Minimax Optimal Convergence of Gradient Descent in Logistic Regression via Large and Adaptive Stepsizes
Ruiqi Zhang, Jingfeng Wu, Licong Lin, Peter L. Bartlett
TL;DR
This work analyzes gradient descent with large, risk-adaptive stepsizes for logistic regression on linearly separable data, revealing that GD can enter an edge-of-stability regime to achieve exp(-Θ(η)) risk after a burn-in of 1/γ^2 steps, with η tunable to drive arbitrarily small risk. It provides and proves a minimax lower bound of Ω(1/γ^2) steps for both batch and online first-order methods to find a separator, establishing minimax optimality for the proposed method up to constants.
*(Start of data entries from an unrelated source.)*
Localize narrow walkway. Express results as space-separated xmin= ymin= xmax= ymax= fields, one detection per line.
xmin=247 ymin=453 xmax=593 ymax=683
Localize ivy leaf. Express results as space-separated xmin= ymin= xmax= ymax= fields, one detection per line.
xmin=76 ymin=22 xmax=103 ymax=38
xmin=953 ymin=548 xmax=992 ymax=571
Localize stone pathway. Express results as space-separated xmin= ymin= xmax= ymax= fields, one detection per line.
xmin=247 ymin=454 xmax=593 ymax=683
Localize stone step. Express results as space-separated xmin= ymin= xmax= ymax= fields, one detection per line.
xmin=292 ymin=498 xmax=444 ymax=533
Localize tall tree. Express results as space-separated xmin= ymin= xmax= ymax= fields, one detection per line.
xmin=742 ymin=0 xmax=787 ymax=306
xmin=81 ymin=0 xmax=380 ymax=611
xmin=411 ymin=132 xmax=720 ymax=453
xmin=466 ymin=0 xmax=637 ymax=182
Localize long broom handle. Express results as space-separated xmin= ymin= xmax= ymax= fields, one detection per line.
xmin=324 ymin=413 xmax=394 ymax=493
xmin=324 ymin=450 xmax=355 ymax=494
The results extend to a broad class of losses and to certain two-layer networks, broadening the applicability beyond logistic regression. Through a transformed objective analysis and split-optimization techniques, the paper shows how large adaptive steps can dramatically accelerate convergence while also clarifying the trade-offs with descent-lemma-based methods, and it situates these findings within the broader literature on EoS and aggressive stepsize strategies.
Abstract
We study $\textit{gradient descent}$ (GD) for logistic regression on linearly separable data with stepsizes that adapt to the current risk, scaled by a constant hyperparameter $η$. We show that after at most $1/γ^2$ burn-in steps, GD achieves a risk upper bounded by $\exp(-Θ(η))$, where $γ$ is the margin of the dataset. As $η$ can be arbitrarily large, GD attains an arbitrarily small risk $\textit{immediately after the burn-in steps}$, though the risk evolution may be $\textit{non-monotonic}$. We further construct hard datasets with margin $γ$, where any batch (or online) first-order method requires $Ω(1/γ^2)$ steps to find a linear separator. Thus, GD with large, adaptive stepsizes is $\textit{minimax optimal}$ among first-order batch methods. Notably, the classical $\textit{Perceptron}$ (Novikoff, 1962), a first-order online method, also achieves a step complexity of $1/γ^2$, matching GD even in constants. Finally, our GD analysis extends to a broad class of loss functions and certain two-layer networks.